Reliability and Fault-tolerance: Fault tolerant
Concept and Distribution Topology: A single master database receives all modifications (insert/update/delete operations) and replicates transactions to replicas. In the event of a failure, one replica is elected as new master.
Cluster
Primary purpose: Applications that require distributed, cooperative computing and a resilient topology with five 9s availability. Cluster supports distribution of all workloads (read- and write load balancing) on modest sized networks.
Replication: Multi-master replication. Synchronous
Scalability: Near linear read scalability. Overall scalability is a function of the workload (% read-only versus read-write transactions).

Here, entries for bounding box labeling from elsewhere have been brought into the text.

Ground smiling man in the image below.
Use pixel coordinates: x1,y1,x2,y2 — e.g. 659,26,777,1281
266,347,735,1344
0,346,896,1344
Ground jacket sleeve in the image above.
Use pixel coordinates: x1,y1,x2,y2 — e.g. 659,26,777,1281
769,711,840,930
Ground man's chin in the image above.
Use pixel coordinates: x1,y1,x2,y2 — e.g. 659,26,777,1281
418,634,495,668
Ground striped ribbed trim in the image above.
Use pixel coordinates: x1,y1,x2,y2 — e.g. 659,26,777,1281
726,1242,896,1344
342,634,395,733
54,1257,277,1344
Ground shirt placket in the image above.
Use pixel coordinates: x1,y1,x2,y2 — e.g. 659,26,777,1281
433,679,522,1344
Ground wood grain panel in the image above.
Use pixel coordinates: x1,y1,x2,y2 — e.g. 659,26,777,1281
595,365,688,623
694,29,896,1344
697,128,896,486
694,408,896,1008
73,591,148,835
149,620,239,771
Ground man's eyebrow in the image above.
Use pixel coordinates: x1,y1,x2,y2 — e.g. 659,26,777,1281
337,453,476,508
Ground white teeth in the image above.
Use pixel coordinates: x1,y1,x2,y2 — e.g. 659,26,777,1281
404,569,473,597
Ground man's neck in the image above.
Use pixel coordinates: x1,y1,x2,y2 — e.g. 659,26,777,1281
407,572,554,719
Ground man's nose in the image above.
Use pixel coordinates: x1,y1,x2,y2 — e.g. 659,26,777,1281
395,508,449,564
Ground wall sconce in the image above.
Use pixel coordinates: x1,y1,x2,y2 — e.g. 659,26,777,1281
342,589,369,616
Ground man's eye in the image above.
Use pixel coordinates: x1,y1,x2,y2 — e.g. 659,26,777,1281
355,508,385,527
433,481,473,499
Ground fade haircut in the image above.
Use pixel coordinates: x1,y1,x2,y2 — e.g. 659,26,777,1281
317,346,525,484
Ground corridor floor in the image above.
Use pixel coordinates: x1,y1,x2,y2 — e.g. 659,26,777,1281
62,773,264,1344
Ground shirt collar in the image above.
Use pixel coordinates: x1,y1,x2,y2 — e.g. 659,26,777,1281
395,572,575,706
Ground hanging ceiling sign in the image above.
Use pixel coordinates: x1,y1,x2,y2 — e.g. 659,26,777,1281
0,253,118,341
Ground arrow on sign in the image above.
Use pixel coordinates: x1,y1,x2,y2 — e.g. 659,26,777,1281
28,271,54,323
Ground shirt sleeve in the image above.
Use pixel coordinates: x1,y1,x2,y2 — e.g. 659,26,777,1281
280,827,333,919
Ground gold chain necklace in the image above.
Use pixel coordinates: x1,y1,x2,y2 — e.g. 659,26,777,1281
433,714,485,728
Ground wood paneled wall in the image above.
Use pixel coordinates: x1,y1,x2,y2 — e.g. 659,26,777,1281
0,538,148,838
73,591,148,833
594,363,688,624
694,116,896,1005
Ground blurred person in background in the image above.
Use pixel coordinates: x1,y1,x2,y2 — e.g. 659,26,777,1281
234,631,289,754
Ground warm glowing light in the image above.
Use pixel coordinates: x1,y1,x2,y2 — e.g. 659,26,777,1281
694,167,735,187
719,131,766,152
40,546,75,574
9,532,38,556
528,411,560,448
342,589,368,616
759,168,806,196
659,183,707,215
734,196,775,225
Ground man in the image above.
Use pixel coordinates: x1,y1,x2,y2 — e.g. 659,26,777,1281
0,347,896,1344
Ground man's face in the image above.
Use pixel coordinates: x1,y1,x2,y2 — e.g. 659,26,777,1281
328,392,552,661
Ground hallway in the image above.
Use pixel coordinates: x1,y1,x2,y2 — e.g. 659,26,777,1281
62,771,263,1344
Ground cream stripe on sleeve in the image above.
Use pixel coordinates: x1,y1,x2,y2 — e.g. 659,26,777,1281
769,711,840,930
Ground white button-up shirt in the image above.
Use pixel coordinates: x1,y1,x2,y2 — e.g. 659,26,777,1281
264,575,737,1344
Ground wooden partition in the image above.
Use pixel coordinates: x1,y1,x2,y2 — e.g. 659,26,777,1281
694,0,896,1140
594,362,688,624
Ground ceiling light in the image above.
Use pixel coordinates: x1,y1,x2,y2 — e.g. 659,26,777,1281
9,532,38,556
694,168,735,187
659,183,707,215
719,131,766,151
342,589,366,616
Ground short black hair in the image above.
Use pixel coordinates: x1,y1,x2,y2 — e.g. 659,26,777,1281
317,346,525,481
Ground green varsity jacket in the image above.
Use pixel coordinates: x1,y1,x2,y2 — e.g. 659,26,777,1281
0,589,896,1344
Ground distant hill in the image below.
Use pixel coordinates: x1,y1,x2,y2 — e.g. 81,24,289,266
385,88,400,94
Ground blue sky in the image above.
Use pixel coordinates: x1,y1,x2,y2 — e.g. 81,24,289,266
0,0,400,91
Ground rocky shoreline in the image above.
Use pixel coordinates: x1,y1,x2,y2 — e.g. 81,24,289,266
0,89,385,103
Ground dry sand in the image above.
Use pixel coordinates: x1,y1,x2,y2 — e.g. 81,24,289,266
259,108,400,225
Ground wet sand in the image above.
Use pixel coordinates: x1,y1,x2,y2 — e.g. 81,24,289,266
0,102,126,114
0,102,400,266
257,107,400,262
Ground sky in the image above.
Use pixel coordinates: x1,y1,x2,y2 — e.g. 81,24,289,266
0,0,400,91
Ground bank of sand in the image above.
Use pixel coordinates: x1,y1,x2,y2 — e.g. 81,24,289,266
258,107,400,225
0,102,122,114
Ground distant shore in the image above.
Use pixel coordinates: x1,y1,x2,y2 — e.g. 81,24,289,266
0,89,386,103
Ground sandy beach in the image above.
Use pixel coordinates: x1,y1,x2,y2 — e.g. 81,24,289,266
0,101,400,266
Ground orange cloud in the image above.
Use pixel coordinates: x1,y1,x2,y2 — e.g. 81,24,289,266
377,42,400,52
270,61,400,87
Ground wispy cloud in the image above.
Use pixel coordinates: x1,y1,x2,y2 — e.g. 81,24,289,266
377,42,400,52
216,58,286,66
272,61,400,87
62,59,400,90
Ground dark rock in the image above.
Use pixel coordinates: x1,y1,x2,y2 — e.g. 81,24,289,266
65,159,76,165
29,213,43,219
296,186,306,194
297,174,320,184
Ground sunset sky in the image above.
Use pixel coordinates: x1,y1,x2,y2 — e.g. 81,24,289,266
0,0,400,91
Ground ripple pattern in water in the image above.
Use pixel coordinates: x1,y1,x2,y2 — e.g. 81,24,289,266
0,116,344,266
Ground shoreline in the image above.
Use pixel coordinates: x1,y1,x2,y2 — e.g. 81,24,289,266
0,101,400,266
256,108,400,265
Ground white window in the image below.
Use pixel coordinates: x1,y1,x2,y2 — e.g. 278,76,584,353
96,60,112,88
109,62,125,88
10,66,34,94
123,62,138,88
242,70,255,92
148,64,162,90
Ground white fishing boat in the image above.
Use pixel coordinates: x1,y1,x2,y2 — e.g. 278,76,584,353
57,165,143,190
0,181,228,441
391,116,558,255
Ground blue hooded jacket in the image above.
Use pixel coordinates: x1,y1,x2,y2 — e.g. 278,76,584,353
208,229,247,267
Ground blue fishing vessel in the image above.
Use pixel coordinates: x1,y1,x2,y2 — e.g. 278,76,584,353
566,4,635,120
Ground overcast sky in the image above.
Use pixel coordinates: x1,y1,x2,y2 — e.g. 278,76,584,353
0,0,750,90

Reliability and Fault-tolerance: Fault tolerant
Concept and Distribution Topology: Multi-master architecture in which each node can apply modifications (insert/update/delete). Each transaction is synchronously propagated to all nodes, keeping copies of the database identical (consistent). Database reads are always local (and fast). Writes are longer, but don’t block the database —high concurrency is achieved through Optimistic Concurrency Control.
IoT
Primary purpose: Data aggregation from a large number of data collection points. Smart data containers to support sporadic connectivity. Advanced server-side analytics for aggregated data
Replication: On-demand, based on connection state, data modification events, timers, and more.
Scalability: Server-side performance can be increased with added cores & sharding
Reliability and Fault-tolerance:
- Containers are durable even with sparse connectivity.
- Server-side can be made reliable through the normal means — clustering and HA
Concept and Distribution Topology:
- Push data from IoT Edge to aggregation points (Gateways and/or Servers) for analytics.
- Push data down to the edge, usually for new device configuration/provisioning.
- Controlled through push/pull interfaces and/or automatic data exchange between collection points and servers.